The river had many windings and many branches, and the journey did not
end in a day, but finally the boat floated into a pretty lake which
was but a short distance from Ozma’s home. Here the jolly ferryman
was rewarded for his labors, and then the entire party set out in a
grand procession to march to the Emerald City. News that the Royal
Ozma had been found spread quickly throughout the neighborhood, and
both sides of the road soon became lined with loyal subjects of the
beautiful and beloved Ruler. Therefore Ozma’s ears heard little but
cheers, and her eyes beheld little else than waving handkerchiefs and
banners during all the triumphal march from the lake to the city’s
gates.

And there she met a still greater concourse, for all the inhabitants
of the Emerald City turned out to welcome her return, and all the
houses were decorated with flags and bunting, and never before were
the people so joyous and happy as at this moment when they welcomed
home their girl Ruler. For she had been lost and was now found again,
and surely that was cause for rejoicing. Glinda was at the royal
palace to meet the returning party, and the good Sorceress was indeed
glad to have her Great Book of Records returned to her, as well as all
the precious collection of magic instruments and elixirs and chemicals
that had been stolen from her castle. Cap’n Bill and the Wizard at
once hung the Magic Picture upon the wall of Ozma’s boudoir, and the
Wizard was so light-hearted that he did several tricks with the tools
in his black bag to amuse his companions and prove that once again he
was a powerful wizard.

For a whole week there was feasting and merriment and all sorts of
joyous festivities at the palace in honor of Ozma’s safe return.

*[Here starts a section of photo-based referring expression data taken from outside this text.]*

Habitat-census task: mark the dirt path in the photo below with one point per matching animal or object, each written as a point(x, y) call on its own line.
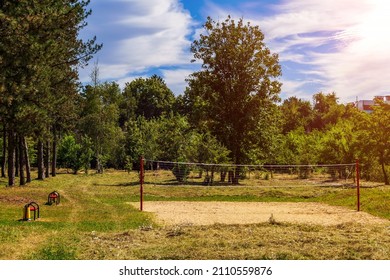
point(206, 213)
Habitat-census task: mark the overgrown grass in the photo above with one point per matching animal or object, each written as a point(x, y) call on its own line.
point(96, 221)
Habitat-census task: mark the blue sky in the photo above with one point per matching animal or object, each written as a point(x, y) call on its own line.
point(340, 46)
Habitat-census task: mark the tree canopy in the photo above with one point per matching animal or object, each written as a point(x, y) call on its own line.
point(237, 81)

The
Lavender Bear and the little Pink Bear received much attention and
were honored by all, much to the Bear King’s satisfaction. The
Frogman speedily became a favorite at the Emerald City, and the Shaggy
Man and Tik-Tok and Jack Pumpkinhead, who had now returned from their
search, were very polite to the big frog and made him feel quite at
home. Even the Cookie Cook, because she was quite a stranger and
Ozma’s guest, was shown as much deference as if she had been a queen.

“All the same, Your Majesty,” said Cayke to Ozma, day after day with
tiresome repetition, “I hope you will soon find my jeweled dishpan,
for never can I be quite happy without it.”